"I don't think that being a strong person is about ignoring your emotions and fighting your feelings. Putting on a brave face doesn't mean you're a brave person. That's why everybody in my life knows everything that I'm going through. I can't hide anything from them. People need to realise that being open isn't the same as being weak."

- Taylor Swift

Friday, April 15, 2016

devil take the hindmost.

Now Playing: Holy Ground by Taylor Swift (and darling, it was good never looking down, and right there were we stood was holy ground) 

I think we would all benefit from adding a little BDSM to our lives.

I'm not saying you have to dive head first into the sensory overload that is breath play and dom/sub dynamics and physical restraint, although that's what I did and I loved it. I just like how it works. Obviously, the BDSM community is far from problem free, but BDSM in isolation can be a really healthy way to structure a sexual relationship, because it's mostly talking.

There's this enduring weirdness in our culture that dictates that talking about sex is weird, or gross, or at the very least unsexy. But I'm a nerd, and I'm a sex nerd. I love talking about sex. It's fascinating. It's also super sexy and also...super important, for a healthy, consensual encounter or relationship.

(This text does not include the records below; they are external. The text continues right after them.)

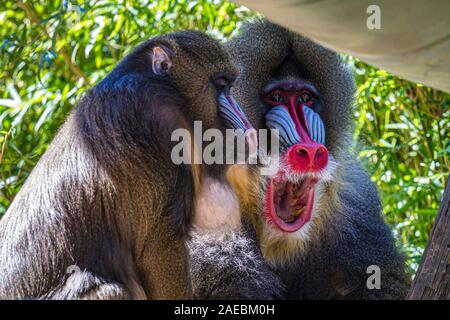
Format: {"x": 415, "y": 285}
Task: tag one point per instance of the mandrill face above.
{"x": 290, "y": 195}
{"x": 291, "y": 200}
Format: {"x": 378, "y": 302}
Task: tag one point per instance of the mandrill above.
{"x": 105, "y": 212}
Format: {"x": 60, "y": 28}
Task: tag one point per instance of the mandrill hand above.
{"x": 216, "y": 207}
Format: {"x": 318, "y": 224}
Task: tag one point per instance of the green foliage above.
{"x": 403, "y": 130}
{"x": 51, "y": 52}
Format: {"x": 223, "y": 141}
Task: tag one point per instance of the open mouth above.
{"x": 289, "y": 205}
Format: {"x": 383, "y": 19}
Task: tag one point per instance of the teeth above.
{"x": 298, "y": 212}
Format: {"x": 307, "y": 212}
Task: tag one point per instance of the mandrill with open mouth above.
{"x": 318, "y": 219}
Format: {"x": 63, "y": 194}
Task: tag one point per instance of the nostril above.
{"x": 319, "y": 153}
{"x": 302, "y": 152}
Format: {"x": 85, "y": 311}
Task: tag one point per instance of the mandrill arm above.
{"x": 226, "y": 262}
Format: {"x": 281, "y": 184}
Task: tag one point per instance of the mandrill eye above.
{"x": 277, "y": 98}
{"x": 305, "y": 98}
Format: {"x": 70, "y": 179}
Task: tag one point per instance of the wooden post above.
{"x": 432, "y": 281}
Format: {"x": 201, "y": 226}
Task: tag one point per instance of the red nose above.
{"x": 307, "y": 157}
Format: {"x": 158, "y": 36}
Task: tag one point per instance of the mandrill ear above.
{"x": 161, "y": 63}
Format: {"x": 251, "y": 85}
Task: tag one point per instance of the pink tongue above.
{"x": 252, "y": 141}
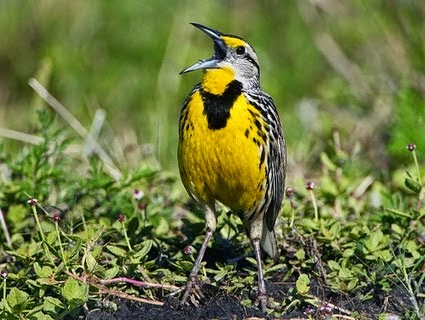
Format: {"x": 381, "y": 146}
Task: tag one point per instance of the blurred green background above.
{"x": 358, "y": 66}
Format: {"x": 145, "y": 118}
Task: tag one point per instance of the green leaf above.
{"x": 413, "y": 185}
{"x": 146, "y": 247}
{"x": 90, "y": 261}
{"x": 53, "y": 305}
{"x": 74, "y": 292}
{"x": 40, "y": 316}
{"x": 117, "y": 251}
{"x": 42, "y": 272}
{"x": 17, "y": 299}
{"x": 303, "y": 284}
{"x": 111, "y": 272}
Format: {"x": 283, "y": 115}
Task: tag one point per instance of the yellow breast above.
{"x": 227, "y": 164}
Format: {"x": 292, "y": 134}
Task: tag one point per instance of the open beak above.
{"x": 219, "y": 51}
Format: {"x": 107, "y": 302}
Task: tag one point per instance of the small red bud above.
{"x": 56, "y": 217}
{"x": 308, "y": 311}
{"x": 289, "y": 192}
{"x": 188, "y": 250}
{"x": 32, "y": 201}
{"x": 411, "y": 146}
{"x": 138, "y": 194}
{"x": 309, "y": 185}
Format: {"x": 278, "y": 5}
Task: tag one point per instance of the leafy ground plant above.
{"x": 78, "y": 241}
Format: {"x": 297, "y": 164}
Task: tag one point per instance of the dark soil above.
{"x": 217, "y": 305}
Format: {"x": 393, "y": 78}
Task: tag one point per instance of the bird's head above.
{"x": 231, "y": 54}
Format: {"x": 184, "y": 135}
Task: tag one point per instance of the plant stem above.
{"x": 126, "y": 237}
{"x": 43, "y": 238}
{"x": 313, "y": 200}
{"x": 60, "y": 243}
{"x": 415, "y": 158}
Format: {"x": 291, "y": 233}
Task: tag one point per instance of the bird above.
{"x": 232, "y": 150}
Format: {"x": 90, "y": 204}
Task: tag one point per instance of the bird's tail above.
{"x": 268, "y": 242}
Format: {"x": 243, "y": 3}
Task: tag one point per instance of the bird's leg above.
{"x": 193, "y": 274}
{"x": 261, "y": 294}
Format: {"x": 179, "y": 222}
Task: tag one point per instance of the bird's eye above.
{"x": 240, "y": 50}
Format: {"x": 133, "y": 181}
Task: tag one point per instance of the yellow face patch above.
{"x": 233, "y": 42}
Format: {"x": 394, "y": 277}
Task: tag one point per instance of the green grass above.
{"x": 348, "y": 80}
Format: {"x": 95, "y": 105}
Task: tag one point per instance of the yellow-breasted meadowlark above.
{"x": 231, "y": 147}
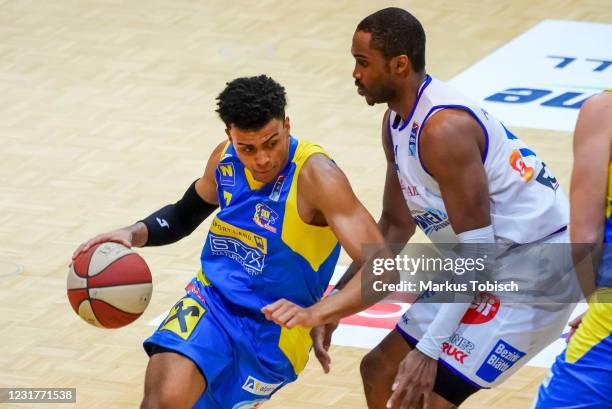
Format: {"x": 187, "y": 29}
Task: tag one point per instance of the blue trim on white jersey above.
{"x": 415, "y": 341}
{"x": 439, "y": 108}
{"x": 416, "y": 102}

So BDSM is about talking. It's about talking about consent; and also talking about desire. You have to set up a scene together, playing with fantasy and boundaries. And then you do the scene. And then, afterwards, there's aftercare, where you talk about what you liked, what you didn't like, how you felt. BDSM is sort of dangerous - you're trusting someone with a lot of your bodily autonomy and giving people access to psychological rabbit holes - but I've never felt safer or more intimate than cuddling and practicing aftercare.

This process has also been really important in recovering from experiences of sexual assault and emotional abuse; you re-enact trauma in a kind of charade, asserting control and power over situations you were once powerless in. And then, cathartically, you talk about it with someone you love and trust.

A mutual, planned breakup, when you both plan to shift your relationship to a platonic friendship...is trauma. And trauma needs aftercare. And I think failing to show isn't healthy, or respectful, or acceptable. It seems to me just a gross failure in aftercare; and it's a hard thing to accept, after weeks of respect. And without that aftercare, I worry about people, how they're doing; it feels disjointed and disorienting and very irresponsible of me - even though it's outside of my control - to not know how someone is doing. And as for me...I've been left to bleed out. There are many things that I do that I think other people wouldn't be okay with...but I'm not okay with this.